Это структурное расхождение означает, что, поскольку европейские страны стремятся значительно увеличить свои расходы на оборону и военный потенциал, чтобы сдержать возможное нападение России к началу десятилетия, Германия может позволить себе вкладывать значительные средства в оборону, а Франция – нет.
Например, Германия попросила воспользоваться предложением Брюсселя об ослаблении фискальных правил в отношении оборонных расходов, чего не может сделать Франция, в отношении которой действует процедура чрезмерного дефицита.

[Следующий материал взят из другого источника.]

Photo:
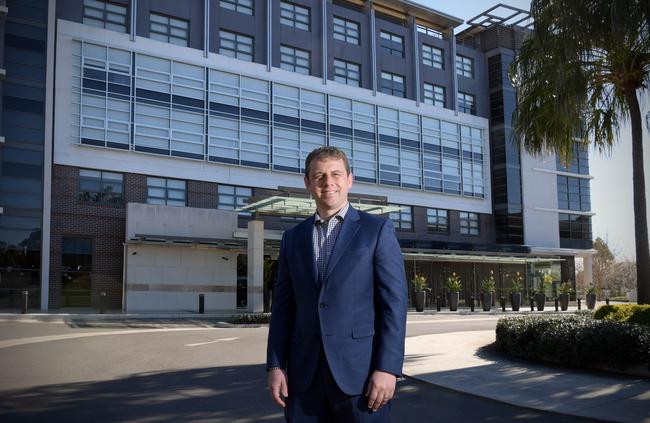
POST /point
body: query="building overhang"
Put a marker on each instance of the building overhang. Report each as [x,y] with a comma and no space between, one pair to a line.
[297,206]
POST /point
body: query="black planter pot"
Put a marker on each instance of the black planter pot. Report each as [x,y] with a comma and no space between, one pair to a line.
[540,300]
[453,300]
[420,299]
[591,301]
[487,300]
[515,301]
[564,302]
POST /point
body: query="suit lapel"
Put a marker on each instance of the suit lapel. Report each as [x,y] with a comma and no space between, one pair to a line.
[349,228]
[306,244]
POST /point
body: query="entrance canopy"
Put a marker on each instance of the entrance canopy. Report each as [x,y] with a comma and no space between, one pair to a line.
[296,206]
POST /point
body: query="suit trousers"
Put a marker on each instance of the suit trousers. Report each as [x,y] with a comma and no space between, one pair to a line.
[324,402]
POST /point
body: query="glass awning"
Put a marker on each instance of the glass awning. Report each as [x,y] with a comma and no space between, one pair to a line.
[296,206]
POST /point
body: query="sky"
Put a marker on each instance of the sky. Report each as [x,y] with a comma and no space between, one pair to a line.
[611,188]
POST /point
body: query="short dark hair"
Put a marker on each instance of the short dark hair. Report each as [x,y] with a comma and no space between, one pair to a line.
[322,153]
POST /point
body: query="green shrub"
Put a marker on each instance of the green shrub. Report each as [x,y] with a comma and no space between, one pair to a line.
[251,318]
[631,313]
[576,340]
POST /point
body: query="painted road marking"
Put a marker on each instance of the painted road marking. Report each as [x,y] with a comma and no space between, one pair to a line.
[36,339]
[211,342]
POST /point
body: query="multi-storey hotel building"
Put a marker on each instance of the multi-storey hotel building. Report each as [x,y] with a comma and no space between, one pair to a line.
[153,150]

Франции, которая на протяжении последних десятилетий последовательно инвестировала в оборону, предстоит, так сказать, преодолеть меньший путь, но суммы, выделенные правительством Германии (включая фонд в 500 миллиардов евро для укрепления армии и инфраструктуры страны), должны позволить ей быстро наверстать упущенное.
Однако, по словам Киркегаарда, их государственные финансы “в корне расходятся по разные стороны столов переговоров” на уровне ЕС.
Европейская комиссия предложила план перевооружения Европы, который, как она надеется, побудит страны-члены ЕС инвестировать до 800 миллиардов евро до 2030 года. Но большая часть этих денег, как ожидается, поступит из казны государств-членов, которая, в случае с Францией, весьма истощена.
Учитывая масштаб предстоящей задачи, Еврокомиссии было поручено предложить “инновационные” варианты финансирования обороны”. Макрон призвал к тому, чтобы одним из таких вариантов были совместные заимствования ЕС, что Германия категорически отвергла.
Для Киркегаарда это означает, что кризис, вызванный войной России на Украине, – “большая упущенная возможность” для блока.
“Этот кризис, война в Украине, не приведет к существенному усилению институциональной или фискальной интеграции ЕС. Он приведет к расширению ЕС за счет Украины и, возможно, других стран, но это другой тип изменений в ЕС, и он также сильно отличается от многих последних крупных кризисов, которые у нас были”, – сказал он.